To really experience the event in full, you have to cooperate with the other team, which would be a fun and interesting mechanic in and of itself (I've had a fair bit of fun shooting people in the face only to unite together against Merasmus, and then go back to shooting each other). But therein lies the problem; putting cooperative objectives in a fully PVP environment just doesn't work. While you're focusing on Merasmus, nothing is stopping the other team from killing you just for the lulz (or to boost their own points). 

Merasmus forcing everyone to do the Thriller dance. 

I joined one random server and went about killing people as normal, trying to take the hill and everything cause that's what the objective of the match is ultimately supposed to be. Meanwhile a bunch of people were screaming "don't kill each other," flinging insults and rage at people who were just trying to focus on the primary objective. They wanted to kill Merasmus and were trying to prepare for him during the downtime. After a while I joined another server, expecting the consensus to be "kill Merasmus when he spawns, kill each other when he leaves," and was repeatedly stabbed or shot in the back by players on the other team.

So after getting bitched-out on one server for killing people between Merasmus spawns (when you're supposed to be capturing the hill), I was griefed on another server for not killing people (when you're supposed to be fighting Merasmus). There are no rules anywhere saying that you have to stop fighting each other when Merasmus appears, but it seems the vast majority of players want to kill him to experience the new event, and all it takes is a handful of griefers (intentional or not) to piss everyone off. 

The new Mann vs Machine mode, "Wave 666," is basically ordinary MVM except it's one giant wave of over 800 enemies. They give you $4000 at the start of the match to buy some initial upgrades and then you can return to the trader to buy more by collecting money drops. If the bomb gets deployed at any point in the match, you have to start all over again, from the beginning. If after killing 827 enemies, that last one delivers the bomb, you gotta fight all 828 again. 

Zombie pyros in Mann vs Machine

There's a reason the difficulty for this event mode says "nightmare," because it pretty much is a nightmare difficulty.

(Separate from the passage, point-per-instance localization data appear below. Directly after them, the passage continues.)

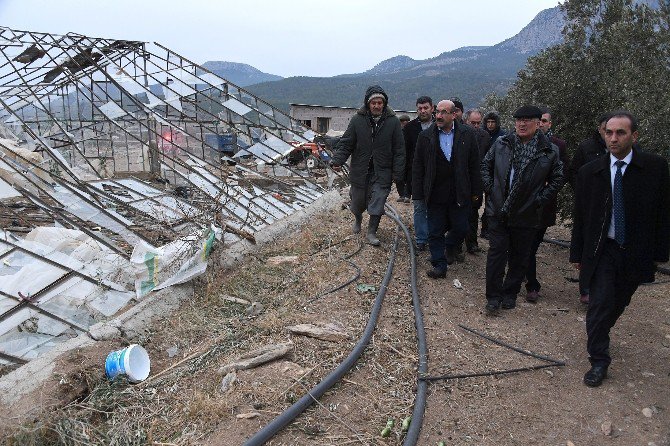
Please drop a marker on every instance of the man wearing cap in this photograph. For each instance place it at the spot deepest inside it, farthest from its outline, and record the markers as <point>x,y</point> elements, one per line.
<point>521,173</point>
<point>621,227</point>
<point>374,141</point>
<point>549,210</point>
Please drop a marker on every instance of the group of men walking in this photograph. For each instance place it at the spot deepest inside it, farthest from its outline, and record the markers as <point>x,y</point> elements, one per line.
<point>621,223</point>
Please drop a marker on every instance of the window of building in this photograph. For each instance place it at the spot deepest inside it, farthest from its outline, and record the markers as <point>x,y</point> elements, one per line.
<point>322,125</point>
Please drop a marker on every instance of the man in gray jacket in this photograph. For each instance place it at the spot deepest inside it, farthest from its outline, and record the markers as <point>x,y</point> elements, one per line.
<point>521,173</point>
<point>374,140</point>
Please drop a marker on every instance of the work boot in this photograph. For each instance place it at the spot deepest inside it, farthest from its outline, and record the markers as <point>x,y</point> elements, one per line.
<point>451,254</point>
<point>356,228</point>
<point>372,230</point>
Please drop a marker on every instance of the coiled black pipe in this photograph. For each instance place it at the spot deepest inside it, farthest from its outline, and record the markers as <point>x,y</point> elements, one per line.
<point>412,436</point>
<point>284,418</point>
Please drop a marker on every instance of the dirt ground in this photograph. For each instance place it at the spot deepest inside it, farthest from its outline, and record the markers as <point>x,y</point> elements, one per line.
<point>182,403</point>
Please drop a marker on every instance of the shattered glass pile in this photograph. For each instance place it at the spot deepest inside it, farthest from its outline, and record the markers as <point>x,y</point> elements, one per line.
<point>121,165</point>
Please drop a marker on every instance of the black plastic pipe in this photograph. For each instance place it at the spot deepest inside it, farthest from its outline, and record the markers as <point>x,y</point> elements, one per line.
<point>291,413</point>
<point>412,436</point>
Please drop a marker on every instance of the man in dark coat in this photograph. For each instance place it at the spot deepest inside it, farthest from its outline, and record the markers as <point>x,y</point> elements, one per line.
<point>621,227</point>
<point>473,118</point>
<point>548,211</point>
<point>492,127</point>
<point>423,120</point>
<point>492,123</point>
<point>445,175</point>
<point>521,173</point>
<point>589,149</point>
<point>375,143</point>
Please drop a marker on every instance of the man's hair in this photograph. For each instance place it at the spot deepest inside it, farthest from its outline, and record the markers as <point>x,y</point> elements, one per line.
<point>604,117</point>
<point>466,115</point>
<point>625,114</point>
<point>423,100</point>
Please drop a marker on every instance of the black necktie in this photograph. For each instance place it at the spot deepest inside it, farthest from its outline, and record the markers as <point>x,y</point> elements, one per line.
<point>617,205</point>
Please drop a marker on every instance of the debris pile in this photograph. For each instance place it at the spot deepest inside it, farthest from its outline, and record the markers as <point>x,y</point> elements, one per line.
<point>122,164</point>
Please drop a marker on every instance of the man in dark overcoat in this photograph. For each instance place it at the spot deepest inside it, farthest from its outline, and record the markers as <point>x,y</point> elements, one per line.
<point>621,228</point>
<point>375,143</point>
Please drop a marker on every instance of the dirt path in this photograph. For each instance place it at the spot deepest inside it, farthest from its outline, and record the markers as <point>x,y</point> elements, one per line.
<point>182,403</point>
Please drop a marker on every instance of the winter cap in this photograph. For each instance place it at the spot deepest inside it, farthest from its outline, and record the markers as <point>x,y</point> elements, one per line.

I joined one match in progress and found a dozen giant, crit-charged rocket soldiers camping two feet outside of the spawn point. For some reason no one was carrying the bomb, so fortunately time wasn't an issue because it took us like 10 minutes of leaving the spawn, getting one shot off, and promptly being destroyed. The other gimmick for Wave 666 is that the robots are now replaced with zombies, but it's kind of hard to tell the difference or to care while you're actually playing.

All-in-all, I'm not enjoying this Halloween event. Fighting Merasmus in the middle of a king of the hill match is a fun idea, but it proves more frustrating than anything -- it's basically impossible for a random pub match to come to any consensus of what to do, and it's way too easy for griefers to ruin everything. The Mann vs Machine mode isn't all that different, except that it's basically way too hard for random pub teams to succeed at. In other words, it's just too frustrating and difficult to get the full experience out of this event without having a large group of dedicated friends with whom to play.